Performance issue while joining the larger tables

Hi All,


I am facing a performance issue with the background query of the report . In the SELECT statement, we are joining two large tables ( 150 columns and 115 million records)  with different condition ( not PI columns) and we need to fetch the data only from 10 columns.Still  Optimizer has to re-distribute the 100 million records twice causing the performance issues and report is taking 3-4 minutes to run. Users are expecting the report to be run in less than 15-20 seconds.


To handle the performance, I had to create a two JOIN indexes with PI being the join columns. This way I was able to achieve the expected performance. The concern here is, I would get the similar requests from multiple users and I won't be able to create Join indexes for all of them. Please let me know the best solution for these kind of cases ( re-distribution of data on columns different than PI) . I read in few blogs that Columnar would fit this use case but haven't tried that option . 




Re: Performance issue while joining the larger tables

Few of the conventional steps we can follow and check the performance are: 1) Explain plan the query and collect stats on the joining columns. 2) Create smaller worktables with required columns and try to join the smaller tables which will avoid the redistribution of data. 3) Use column compression option on the work tables if we have a possibility.
Teradata Employee

Re: Performance issue while joining the larger tables

The optimizer will automatically eliminate any unneeded columns prior to redistribution so placing the data into projected tables first will not improve the performance.


Is it required to join all rows from both tables?
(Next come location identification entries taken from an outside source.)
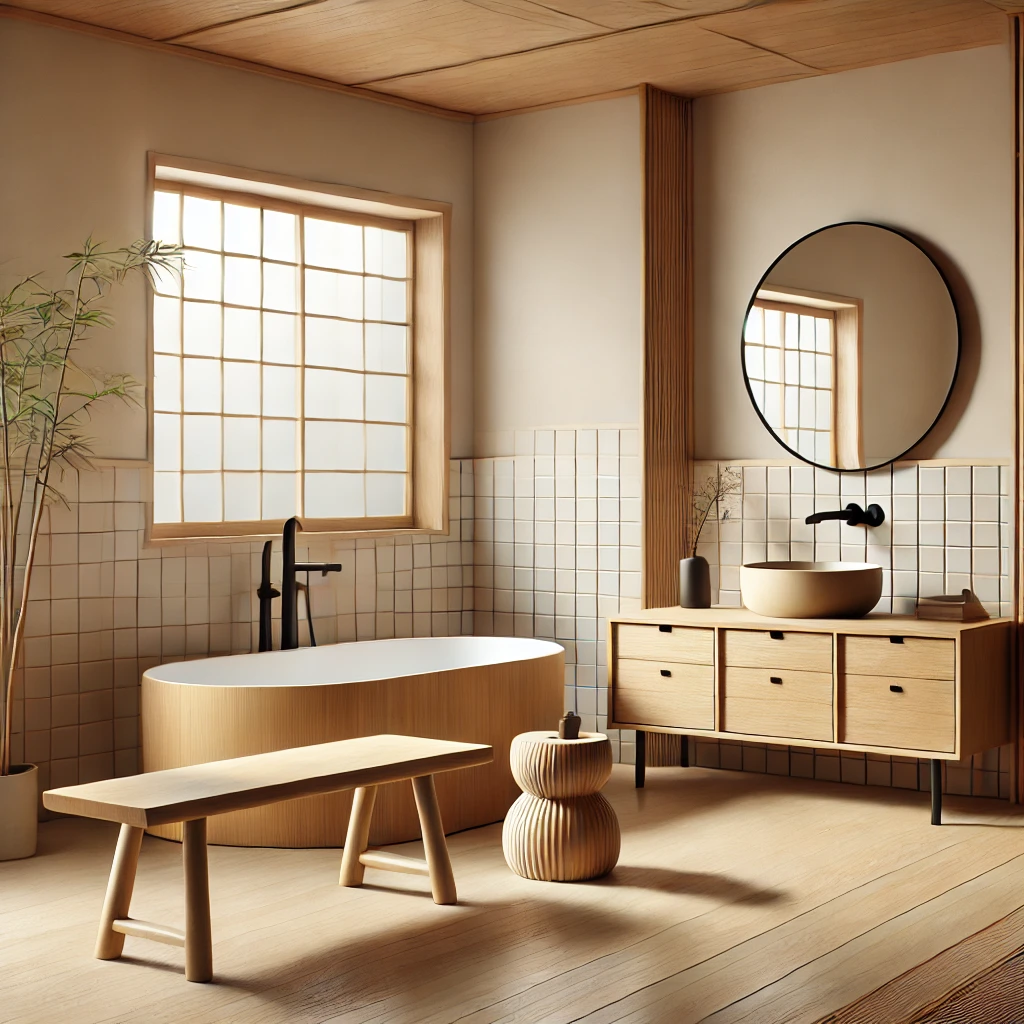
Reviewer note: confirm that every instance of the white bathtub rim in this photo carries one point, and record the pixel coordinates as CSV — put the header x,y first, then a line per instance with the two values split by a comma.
x,y
314,668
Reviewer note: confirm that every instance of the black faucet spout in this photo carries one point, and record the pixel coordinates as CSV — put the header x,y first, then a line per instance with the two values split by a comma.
x,y
290,587
853,514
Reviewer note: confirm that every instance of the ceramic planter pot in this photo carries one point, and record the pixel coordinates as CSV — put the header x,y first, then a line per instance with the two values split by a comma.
x,y
18,812
694,583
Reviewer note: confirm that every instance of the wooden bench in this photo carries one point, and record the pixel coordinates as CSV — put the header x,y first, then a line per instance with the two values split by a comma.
x,y
190,795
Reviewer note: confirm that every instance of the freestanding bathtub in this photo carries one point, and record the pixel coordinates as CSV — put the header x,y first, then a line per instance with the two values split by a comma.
x,y
475,689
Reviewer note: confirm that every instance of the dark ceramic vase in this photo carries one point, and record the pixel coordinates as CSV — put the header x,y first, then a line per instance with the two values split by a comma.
x,y
694,583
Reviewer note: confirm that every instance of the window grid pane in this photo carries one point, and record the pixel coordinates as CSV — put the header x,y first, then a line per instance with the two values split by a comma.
x,y
788,358
232,390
Any selection that can be applied to the tables will reduce the amount of data redistributed and joined.


There is not a way to eliminate the redistribution if the join is performed on non-PI columns. It is usually good to gather and review step level DBQL data for the execution of the query to make sure that there is a good understanding of which steps of the query execution are requiring the bulk of the time/resources.


As noted above, it is always good to provide the query and explain when asking for the community to provide help with query performance issues.